Last week, GHC Executive Director Christine Sow accompanied US Senate staffers to Uganda and Rwanda on a study tour organized by the Livestrong Foundation and Management Sciences for Health. We will be featuring blogs and pictures from Christine on the tour for the next four days – read on to hear about the trip, NCDs, and global health challenges. 

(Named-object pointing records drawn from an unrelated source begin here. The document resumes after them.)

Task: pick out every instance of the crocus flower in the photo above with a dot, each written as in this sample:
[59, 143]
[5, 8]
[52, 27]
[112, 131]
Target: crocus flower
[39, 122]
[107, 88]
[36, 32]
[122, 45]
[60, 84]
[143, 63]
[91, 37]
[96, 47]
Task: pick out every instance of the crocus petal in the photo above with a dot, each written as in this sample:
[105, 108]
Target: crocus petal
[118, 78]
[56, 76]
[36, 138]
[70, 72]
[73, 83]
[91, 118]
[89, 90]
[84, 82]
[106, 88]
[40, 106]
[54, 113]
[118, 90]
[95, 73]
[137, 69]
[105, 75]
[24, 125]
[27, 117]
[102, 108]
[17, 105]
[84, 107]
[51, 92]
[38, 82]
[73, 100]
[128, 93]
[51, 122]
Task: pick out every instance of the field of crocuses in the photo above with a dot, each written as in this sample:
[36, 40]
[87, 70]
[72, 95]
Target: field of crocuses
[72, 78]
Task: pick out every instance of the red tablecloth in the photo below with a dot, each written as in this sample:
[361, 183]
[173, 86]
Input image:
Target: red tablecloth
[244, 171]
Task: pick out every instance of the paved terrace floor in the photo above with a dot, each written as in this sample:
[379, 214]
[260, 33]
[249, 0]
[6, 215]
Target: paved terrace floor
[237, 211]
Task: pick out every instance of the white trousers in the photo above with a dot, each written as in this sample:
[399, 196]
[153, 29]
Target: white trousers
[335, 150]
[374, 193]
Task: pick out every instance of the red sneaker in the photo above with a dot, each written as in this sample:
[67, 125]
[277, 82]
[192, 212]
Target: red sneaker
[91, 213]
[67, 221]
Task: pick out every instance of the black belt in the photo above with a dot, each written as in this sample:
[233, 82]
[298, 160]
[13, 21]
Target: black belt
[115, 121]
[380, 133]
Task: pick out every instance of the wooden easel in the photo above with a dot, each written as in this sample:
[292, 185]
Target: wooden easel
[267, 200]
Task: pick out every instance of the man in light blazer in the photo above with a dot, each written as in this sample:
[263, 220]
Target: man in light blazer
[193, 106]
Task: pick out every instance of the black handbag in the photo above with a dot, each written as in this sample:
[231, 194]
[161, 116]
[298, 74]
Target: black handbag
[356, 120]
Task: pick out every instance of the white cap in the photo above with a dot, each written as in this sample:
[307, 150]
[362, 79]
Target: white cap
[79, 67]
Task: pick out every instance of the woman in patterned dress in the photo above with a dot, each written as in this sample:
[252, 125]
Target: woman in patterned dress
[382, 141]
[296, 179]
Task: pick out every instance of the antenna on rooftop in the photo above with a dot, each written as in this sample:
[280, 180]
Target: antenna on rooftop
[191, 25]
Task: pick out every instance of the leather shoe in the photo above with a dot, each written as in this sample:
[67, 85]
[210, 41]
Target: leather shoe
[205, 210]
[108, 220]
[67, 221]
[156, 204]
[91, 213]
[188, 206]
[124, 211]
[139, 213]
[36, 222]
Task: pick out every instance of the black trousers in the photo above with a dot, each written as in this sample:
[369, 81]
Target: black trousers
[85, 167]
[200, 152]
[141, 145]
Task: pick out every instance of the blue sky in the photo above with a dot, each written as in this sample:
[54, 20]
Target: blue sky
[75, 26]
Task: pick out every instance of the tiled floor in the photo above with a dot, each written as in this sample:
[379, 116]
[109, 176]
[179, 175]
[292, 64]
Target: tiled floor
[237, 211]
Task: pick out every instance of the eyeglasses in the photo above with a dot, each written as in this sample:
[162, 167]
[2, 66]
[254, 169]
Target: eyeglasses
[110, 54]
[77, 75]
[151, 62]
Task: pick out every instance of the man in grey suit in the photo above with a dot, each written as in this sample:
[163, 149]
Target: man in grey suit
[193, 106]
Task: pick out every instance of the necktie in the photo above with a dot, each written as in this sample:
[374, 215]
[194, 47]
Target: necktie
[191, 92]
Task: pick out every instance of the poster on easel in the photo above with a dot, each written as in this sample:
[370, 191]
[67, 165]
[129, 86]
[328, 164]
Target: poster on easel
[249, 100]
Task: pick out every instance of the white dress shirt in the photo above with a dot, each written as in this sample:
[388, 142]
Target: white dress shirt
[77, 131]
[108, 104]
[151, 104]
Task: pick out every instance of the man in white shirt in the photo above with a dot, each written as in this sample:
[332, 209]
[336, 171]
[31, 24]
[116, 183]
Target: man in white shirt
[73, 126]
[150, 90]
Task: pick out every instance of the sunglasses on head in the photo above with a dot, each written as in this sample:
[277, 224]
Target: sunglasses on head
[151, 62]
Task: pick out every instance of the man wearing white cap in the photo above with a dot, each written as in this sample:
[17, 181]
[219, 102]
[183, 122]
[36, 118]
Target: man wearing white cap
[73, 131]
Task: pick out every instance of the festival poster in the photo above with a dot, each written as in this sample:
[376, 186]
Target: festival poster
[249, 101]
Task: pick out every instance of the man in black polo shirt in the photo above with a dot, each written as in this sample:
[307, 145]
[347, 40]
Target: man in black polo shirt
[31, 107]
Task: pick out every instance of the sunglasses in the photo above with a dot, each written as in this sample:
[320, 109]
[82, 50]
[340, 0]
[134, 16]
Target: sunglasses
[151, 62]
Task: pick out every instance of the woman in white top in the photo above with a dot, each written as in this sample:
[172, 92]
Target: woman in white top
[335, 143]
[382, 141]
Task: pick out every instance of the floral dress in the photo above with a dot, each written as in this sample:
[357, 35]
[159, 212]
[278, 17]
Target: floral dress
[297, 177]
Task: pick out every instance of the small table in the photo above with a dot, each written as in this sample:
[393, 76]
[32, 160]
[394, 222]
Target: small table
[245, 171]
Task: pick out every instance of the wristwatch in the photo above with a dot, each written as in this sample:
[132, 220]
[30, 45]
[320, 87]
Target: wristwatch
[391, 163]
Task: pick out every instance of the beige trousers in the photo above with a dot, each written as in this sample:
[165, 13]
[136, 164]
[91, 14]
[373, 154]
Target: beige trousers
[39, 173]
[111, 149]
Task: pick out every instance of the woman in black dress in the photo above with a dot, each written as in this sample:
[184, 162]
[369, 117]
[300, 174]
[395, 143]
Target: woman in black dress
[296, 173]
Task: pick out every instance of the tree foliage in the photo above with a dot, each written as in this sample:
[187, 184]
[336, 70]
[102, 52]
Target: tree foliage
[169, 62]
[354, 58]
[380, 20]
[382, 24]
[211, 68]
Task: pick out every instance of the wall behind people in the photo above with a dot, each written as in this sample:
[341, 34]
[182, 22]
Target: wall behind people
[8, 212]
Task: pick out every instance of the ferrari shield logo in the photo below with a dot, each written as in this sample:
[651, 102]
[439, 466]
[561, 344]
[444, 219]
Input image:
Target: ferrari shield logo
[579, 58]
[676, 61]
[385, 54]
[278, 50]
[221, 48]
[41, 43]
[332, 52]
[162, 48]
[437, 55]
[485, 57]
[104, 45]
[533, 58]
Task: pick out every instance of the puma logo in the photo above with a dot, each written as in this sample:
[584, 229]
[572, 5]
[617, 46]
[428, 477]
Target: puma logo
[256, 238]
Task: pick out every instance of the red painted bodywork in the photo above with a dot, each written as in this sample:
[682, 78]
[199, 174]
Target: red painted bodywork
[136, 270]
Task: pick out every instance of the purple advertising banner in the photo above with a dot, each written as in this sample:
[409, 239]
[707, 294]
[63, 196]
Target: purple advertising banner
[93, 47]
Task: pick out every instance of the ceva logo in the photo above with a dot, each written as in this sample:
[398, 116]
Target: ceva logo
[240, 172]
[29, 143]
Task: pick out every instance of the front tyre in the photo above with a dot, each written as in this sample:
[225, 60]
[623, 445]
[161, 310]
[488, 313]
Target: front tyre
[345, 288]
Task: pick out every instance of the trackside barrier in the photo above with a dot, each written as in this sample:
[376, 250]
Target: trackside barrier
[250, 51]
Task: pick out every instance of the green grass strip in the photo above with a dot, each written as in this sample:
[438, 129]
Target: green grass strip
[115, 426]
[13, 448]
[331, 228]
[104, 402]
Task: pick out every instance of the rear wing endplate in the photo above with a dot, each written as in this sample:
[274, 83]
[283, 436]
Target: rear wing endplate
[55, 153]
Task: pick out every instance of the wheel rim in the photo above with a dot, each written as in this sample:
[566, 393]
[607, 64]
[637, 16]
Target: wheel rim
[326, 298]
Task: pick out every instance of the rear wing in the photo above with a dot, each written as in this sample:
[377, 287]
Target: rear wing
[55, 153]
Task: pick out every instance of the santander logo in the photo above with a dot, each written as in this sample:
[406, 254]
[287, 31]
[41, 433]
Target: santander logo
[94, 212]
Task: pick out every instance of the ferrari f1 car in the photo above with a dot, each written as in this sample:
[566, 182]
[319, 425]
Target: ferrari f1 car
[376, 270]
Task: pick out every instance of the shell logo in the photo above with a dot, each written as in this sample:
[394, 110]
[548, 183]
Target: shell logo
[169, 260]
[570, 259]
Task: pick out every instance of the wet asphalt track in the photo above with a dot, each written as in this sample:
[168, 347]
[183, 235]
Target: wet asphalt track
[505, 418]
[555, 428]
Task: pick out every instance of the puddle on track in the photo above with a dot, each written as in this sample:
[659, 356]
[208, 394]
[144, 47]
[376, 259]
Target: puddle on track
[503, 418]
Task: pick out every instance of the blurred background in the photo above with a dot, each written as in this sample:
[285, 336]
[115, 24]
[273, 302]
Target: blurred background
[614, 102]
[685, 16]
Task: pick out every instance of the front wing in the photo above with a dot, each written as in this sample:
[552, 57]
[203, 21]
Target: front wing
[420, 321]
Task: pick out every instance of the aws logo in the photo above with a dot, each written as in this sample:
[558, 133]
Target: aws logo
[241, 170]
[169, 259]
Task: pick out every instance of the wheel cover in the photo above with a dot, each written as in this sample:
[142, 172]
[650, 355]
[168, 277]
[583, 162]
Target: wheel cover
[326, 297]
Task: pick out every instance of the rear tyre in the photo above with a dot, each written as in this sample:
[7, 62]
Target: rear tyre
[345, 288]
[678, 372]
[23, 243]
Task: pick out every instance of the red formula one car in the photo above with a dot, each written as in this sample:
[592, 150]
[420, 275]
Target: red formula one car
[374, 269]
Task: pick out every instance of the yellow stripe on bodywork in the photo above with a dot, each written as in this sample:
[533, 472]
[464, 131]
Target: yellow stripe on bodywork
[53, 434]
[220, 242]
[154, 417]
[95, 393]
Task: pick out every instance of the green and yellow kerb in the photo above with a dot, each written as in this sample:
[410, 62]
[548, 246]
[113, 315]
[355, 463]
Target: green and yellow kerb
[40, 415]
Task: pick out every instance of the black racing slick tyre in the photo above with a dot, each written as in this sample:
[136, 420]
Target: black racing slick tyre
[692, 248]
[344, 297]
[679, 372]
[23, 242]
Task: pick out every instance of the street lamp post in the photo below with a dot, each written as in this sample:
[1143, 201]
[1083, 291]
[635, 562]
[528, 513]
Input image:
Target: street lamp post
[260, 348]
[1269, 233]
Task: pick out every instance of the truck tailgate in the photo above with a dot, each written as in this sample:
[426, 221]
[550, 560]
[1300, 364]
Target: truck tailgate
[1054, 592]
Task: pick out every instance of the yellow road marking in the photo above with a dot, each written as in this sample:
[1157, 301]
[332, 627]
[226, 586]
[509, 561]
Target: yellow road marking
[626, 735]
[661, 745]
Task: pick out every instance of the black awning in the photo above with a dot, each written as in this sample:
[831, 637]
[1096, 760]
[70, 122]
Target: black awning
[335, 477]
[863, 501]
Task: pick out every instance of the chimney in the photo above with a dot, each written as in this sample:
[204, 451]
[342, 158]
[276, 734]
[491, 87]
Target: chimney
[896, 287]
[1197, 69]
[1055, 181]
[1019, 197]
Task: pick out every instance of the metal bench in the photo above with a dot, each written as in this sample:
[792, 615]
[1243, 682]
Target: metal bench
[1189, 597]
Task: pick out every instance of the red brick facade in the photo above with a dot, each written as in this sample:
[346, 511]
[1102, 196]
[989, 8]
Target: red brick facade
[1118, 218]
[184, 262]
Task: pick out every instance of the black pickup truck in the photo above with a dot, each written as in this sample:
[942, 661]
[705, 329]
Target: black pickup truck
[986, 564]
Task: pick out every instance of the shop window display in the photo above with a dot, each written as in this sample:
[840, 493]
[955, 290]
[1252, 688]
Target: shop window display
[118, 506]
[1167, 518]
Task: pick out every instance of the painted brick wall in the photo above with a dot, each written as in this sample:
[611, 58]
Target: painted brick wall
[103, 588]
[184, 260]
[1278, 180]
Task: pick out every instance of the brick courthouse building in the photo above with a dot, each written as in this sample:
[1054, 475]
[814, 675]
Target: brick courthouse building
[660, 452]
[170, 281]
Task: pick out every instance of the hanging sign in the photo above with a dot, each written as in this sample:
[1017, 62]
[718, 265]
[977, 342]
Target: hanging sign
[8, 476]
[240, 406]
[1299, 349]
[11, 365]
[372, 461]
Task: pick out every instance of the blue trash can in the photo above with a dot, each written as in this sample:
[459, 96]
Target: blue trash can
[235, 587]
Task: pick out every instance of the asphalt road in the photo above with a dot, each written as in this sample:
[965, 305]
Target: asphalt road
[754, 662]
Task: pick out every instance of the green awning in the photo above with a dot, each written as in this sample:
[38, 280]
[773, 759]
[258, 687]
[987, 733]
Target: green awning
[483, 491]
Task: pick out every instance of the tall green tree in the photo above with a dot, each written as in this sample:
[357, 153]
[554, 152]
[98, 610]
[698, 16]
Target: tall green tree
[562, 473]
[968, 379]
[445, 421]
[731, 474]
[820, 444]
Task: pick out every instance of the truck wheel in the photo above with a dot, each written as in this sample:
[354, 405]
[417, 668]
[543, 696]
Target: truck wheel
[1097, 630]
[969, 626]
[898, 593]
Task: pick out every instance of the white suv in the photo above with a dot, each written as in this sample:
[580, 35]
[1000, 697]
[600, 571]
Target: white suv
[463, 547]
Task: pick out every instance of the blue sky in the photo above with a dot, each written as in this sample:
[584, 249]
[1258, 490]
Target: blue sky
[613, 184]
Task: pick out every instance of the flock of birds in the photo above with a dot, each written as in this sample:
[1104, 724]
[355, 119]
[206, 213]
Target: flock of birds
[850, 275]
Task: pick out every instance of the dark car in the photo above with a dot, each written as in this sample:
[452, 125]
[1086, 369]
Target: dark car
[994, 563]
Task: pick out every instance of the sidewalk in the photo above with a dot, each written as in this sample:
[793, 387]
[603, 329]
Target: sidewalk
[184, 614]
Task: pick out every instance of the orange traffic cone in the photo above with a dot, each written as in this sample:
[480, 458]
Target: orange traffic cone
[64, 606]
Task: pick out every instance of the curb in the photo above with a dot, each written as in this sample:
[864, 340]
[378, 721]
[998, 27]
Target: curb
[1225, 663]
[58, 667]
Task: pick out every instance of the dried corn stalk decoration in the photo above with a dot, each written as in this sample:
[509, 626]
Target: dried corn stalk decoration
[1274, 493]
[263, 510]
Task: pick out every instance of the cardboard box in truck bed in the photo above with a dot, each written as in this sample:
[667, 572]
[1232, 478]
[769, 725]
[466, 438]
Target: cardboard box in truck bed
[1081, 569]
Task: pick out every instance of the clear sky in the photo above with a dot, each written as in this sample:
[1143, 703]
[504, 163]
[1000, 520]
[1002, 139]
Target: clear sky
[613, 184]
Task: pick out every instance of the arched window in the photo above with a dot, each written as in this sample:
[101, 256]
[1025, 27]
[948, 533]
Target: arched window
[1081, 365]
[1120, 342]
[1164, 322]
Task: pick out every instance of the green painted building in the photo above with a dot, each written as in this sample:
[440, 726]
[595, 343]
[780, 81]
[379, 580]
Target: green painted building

Dr. Sow (center) at meeting in Kampala

Dr. Sow (center) at meeting in Kampala. Photo credit: Brigid Boettler/MSH

I’m excited to be spending the week with US policy makers and representatives from the Livestrong Foundation and MSH in Uganda and Rwanda. We’re here to look at the burden of Non-Communicable Disease and how they are, or are not, taken into account in the national health systems of the two countries. So far, over a very short period of time we’ve been privileged to meet with many of the top decision-makers and senior management of Uganda’s health system and have heard first hand of the challenges and triumphs they’ve experienced in dealing with NCDs in low resource settings.

The great challenge of combating NCDs in a country like Uganda is that they are just one of many critical priorities within the health sector; not surprisingly most of Uganda’s health budget and donor aid for health are channeled into fighting communicable disease and funding child survival and maternal health programming.

There is strong clear message from donors and government alike that additional funds will not be forthcoming and that other ways will need to be identified to begin addressing the not-insignificant burden from NCDs. One key approach that is emerging is that of integrated health programming.  The lessons learned around the importance of integrating HIV and AIDS programming into existing health systems must now be extended to provide a platform for NCDs. The health systems platform is there, but the addition of prevention, screening and treatment for the “big four” – cardiovascular diseases, chronic-respiratory diseases, diabetes and cancer – pose a considerable challenge, especially when the already inadequate state of the Ugandan health system is taken into account. But the economic and social impact of the growing burden of NCDs in Uganda is undeniable so something must be done.